A Background-Agnostic Framework with Adversarial Training for Abnormal Event Detection in Video

Abnormal event detection in video is a complex computer vision problem that has attracted significant attention in recent years. The complexity of the task arises from the commonly-adopted definition of an abnormal event, that is, a rarely occurring event that typically depends on the surrounding context. Following the standard formulation of abnormal event detection as outlier detection, we propose a background-agnostic framework that learns from training videos containing only normal events. Our framework is composed of an object detector, a set of appearance and motion auto-encoders, and a set of classifiers.
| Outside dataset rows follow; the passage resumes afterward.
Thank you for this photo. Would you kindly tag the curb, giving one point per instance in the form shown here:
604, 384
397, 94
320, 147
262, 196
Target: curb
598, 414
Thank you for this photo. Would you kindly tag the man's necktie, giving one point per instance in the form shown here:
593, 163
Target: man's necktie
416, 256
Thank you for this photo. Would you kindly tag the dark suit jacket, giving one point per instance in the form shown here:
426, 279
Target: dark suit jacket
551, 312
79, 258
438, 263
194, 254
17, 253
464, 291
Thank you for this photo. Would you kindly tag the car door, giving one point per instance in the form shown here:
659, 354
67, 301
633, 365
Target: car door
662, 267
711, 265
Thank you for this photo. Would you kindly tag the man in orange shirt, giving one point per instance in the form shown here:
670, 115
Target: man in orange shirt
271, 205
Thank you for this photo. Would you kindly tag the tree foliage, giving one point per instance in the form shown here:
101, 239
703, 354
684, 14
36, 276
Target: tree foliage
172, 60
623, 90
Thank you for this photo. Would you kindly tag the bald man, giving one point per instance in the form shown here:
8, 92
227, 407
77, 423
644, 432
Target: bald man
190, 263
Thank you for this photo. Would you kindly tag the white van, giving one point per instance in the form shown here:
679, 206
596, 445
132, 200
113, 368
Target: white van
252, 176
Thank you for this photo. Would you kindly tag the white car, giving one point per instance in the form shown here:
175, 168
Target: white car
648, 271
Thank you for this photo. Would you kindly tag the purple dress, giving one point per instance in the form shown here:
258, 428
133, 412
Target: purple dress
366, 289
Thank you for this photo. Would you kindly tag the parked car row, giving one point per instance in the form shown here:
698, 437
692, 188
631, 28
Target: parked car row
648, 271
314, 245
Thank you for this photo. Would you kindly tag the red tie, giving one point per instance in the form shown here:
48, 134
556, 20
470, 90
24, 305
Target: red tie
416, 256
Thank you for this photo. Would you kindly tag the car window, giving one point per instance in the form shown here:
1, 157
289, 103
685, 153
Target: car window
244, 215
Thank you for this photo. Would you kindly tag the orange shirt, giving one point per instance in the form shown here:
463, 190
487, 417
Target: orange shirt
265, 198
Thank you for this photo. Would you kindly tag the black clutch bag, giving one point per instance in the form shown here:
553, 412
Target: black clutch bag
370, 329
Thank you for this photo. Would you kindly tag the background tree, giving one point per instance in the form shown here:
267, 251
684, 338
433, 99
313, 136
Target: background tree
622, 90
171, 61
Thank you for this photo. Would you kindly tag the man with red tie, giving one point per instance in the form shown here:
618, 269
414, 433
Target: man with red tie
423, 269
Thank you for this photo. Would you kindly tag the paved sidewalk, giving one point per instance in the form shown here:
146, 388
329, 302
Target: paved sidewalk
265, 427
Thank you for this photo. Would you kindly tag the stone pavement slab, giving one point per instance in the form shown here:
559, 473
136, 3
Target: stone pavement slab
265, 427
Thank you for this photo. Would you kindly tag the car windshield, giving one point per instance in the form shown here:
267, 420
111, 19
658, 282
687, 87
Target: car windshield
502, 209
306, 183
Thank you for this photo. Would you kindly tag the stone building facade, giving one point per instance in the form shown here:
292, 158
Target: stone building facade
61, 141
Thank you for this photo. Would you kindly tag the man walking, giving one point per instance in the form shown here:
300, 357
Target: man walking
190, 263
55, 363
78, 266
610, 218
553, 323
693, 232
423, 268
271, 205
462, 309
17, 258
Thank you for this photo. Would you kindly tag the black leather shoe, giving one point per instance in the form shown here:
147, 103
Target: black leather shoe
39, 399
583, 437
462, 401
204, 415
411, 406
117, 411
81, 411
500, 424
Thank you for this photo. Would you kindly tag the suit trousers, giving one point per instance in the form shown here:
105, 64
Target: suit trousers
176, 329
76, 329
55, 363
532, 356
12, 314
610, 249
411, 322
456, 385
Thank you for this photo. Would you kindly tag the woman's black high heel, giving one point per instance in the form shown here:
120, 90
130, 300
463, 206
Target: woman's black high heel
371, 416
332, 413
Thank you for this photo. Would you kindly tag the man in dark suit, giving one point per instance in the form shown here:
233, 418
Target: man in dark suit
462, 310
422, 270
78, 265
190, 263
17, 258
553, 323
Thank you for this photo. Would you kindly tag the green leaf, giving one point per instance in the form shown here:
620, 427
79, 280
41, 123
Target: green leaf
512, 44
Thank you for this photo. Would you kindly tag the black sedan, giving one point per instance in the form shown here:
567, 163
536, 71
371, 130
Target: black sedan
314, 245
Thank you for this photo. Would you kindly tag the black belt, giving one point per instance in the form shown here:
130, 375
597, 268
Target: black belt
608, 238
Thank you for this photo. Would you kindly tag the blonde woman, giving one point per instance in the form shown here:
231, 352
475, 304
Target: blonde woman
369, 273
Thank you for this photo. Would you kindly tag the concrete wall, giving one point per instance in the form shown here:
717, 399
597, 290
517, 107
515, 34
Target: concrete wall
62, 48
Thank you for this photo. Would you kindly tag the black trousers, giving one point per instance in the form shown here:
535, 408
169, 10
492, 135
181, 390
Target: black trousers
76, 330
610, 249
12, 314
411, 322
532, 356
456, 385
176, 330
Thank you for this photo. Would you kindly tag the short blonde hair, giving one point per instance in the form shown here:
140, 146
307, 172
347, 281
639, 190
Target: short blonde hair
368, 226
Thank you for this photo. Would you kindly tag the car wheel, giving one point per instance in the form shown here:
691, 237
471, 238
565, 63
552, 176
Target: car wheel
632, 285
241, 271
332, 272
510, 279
Since our framework only looks at object detections, it can be applied to different scenes, provided that normal events are defined identically across scenes and that the single main factor of variation is the background. To overcome the lack of abnormal data during training, we propose an adversarial learning strategy for the auto-encoders. We create a scene-agnostic set of out-of-domain pseudo-abnormal examples, which are correctly reconstructed by the auto-encoders before applying gradient ascent on the pseudo-abnormal examples. We further utilize the pseudo-abnormal examples to serve as abnormal examples when training appearance-based and motion-based binary classifiers to discriminate between normal and abnormal latent features and reconstructions. We compare our framework with the state-of-the-art methods on four benchmark data sets, using various evaluation metrics. Compared to existing methods, the empirical results indicate that our approach achieves favorable performance on all data sets. In addition, we provide region-based and track-based annotations for two large-scale abnormal event detection data sets from the literature, namely ShanghaiTech and Subway.

翻译：视频中的异常事件检测是一个近年来备受关注的复杂计算机视觉问题。该任务的复杂性源于异常事件的常见定义，即一种通常依赖于周围上下文的罕见事件。遵循异常事件检测作为离群点检测的标准范式，我们提出了一种背景无关框架，该框架仅从包含正常事件的训练视频中学习。我们的框架由目标检测器、一组外观和运动自编码器以及一组分类器组成。由于框架仅关注目标检测结果，因此可适用于不同场景，前提是正常事件的定义在各场景中保持一致，且唯一的变量主要源于背景。为克服训练过程中异常数据缺乏的问题，我们提出了一种针对自编码器的对抗学习策略。具体地，我们构建了一组场景无关的域外伪异常样本，并通过对伪异常样本应用梯度上升之前，使自编码器能够正确重建这些样本。此外，我们利用伪异常样本作为异常样本，训练基于外观和运动的二元分类器，以区分正常与异常的潜在特征及重建结果。我们在四个基准数据集上采用多种评估指标，将所提框架与现有最优方法进行了比较。实验结果表明，与现有方法相比，我们的方法在所有数据集上均取得了优异的性能。同时，我们为文献中的两个大规模异常事件检测数据集（即ShanghaiTech和Subway）提供了基于区域和基于轨迹的标注。